Эта царственно-спокойная красота не допускала слез и причитаний. Казалось, Эрмини-Виктория не умерла, а просто уснула заколдованным сном в холодном мире, посреди ночи и звезд, посреди вод Эско и земли Фландрии.
Теодор-Фостен, с сыном на руках, опять сел к ногам Виталии, бодрствующей у смертного ложа Эрмини-Виктории, уронил голову на материнские колени и так замер, сторожа в тишине вечный сон юной дочери, которую сделал своей женой.
7
Самый младший из Пеньелей получил имя Виктор-Фландрен. Его густая, вечно спутанная шевелюра отливала медью, а глаза, исчерна-синие, имели одно особенное свойство: левый зрачок был наполовину золотой. Эта золотая искра сияла так ярко, что позволяла мальчику одинаково хорошо видеть и средь бела дня и в самом густом ночном мраке.
Теодор-Фостен ходил вокруг сына, как загнанный зверь слоняется возле дома, не зная, что он там найдет — убежище или новую ловушку. Его неодолимо влекло к мальчику, но он не позволял себе безраздельно отдаться этой любви, из страха нового страдания. Все, кого он любил, умирали или бесследно исчезали, если не считать матери, давно превратившейся в тень самой себя; любовь, которую он изливал на ближних, становилась проклятием. Война превратила его в чудовище, отмеченное такими муками, таким отчаянием, что теперь он ничего не мог коснуться, не загубив, как будто тот удар вражеской сабли бесконечно повторялся и повторялся, все уничтожая на своем пути.

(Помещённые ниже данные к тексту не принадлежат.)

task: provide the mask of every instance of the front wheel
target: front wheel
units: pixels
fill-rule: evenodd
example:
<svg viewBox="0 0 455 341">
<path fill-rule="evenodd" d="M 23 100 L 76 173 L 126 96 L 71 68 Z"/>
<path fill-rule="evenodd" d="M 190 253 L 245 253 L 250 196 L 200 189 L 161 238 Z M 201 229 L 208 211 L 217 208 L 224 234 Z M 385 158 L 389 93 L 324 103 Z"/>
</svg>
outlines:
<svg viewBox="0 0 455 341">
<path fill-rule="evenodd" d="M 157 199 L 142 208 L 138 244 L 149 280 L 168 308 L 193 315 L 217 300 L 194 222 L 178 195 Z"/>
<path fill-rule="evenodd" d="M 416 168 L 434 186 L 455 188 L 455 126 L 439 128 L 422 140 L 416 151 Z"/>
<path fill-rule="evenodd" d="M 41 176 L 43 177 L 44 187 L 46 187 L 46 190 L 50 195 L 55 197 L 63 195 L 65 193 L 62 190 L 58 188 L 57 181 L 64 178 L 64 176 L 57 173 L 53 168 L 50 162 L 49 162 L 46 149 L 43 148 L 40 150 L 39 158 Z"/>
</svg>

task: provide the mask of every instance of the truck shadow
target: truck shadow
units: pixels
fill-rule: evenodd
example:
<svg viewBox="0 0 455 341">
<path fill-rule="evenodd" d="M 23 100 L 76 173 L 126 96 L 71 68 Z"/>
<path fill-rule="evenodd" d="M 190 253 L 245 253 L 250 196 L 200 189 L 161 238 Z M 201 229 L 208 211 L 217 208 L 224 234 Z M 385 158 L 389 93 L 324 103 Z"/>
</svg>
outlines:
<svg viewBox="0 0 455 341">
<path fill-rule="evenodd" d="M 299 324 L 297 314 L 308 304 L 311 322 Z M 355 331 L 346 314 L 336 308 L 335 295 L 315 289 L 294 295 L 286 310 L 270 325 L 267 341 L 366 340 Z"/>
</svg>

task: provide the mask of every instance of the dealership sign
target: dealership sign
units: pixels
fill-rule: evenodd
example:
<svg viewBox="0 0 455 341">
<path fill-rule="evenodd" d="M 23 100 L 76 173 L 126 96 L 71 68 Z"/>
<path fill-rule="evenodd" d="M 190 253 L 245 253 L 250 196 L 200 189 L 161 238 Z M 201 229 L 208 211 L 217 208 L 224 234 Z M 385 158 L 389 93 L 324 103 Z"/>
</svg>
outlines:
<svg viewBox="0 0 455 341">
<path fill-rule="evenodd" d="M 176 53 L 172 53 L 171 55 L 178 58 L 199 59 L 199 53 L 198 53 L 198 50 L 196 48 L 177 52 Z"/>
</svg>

Но ведь и война тоже могла начаться снова, и новые властители могли через несколько лет призвать его сына на поля сражений. Мысль эта неотступно терзала Теодора-Фостена, превращаясь в истинное наваждение. Днем и ночью он размышлял о том, как ему спасти сына, чтобы тот никогда не стал солдатом.
И в конце концов он решился на ужасное, но избавительное деяние.
Виктору-Фландрену как раз исполнилось пять лет. Однажды отец подозвал его, и мальчик тотчас подбежал к нему, весело подпрыгивая. Они спустились с баржи и немного прошли по слякотной тропинке, тянувшейся вдоль льняного поля с почерневшими валками. Ребенку очень нравилось гулять вот так, с отцом, и он носился вокруг него с неумолчным радостным щебетом. Дойдя до большого валуна на обочине, Теодор-Фостен остановился, присел на корточки перед сыном и, крепко сжав его ручонки, сказал: «Мой маленький, мой единственный, то, что я сейчас сделаю, покажется тебе ужасным и причинит боль. Но я это совершу для тебя, для того, чтобы спасти тебя от войны, от безумных наших правителей и жестоких уланов. Когда ты вырастешь, ты поймешь меня и, может быть, простишь». Ребенок слушал, ничего не понимая, но впервые отцовское лицо испугало его. Теодор-Фостен разжал руки и внезапно с плачем покрыл поцелуями пухлые розовые пальчики, лежавшие на его ладонях. Мальчик не осмеливался пошевельнуться и отдернуть руки, он весь сжался, стараясь в свою очередь не расплакаться. Отец резко встал на ноги, подвел Виктора-Фландрена к валуну, схватил его правую руку, загнул на ней все пальчики, кроме большого и указательного, которые прижал к камню, и, выхватив из кармана топорик, одним ударом отсек оба пальца своего сына.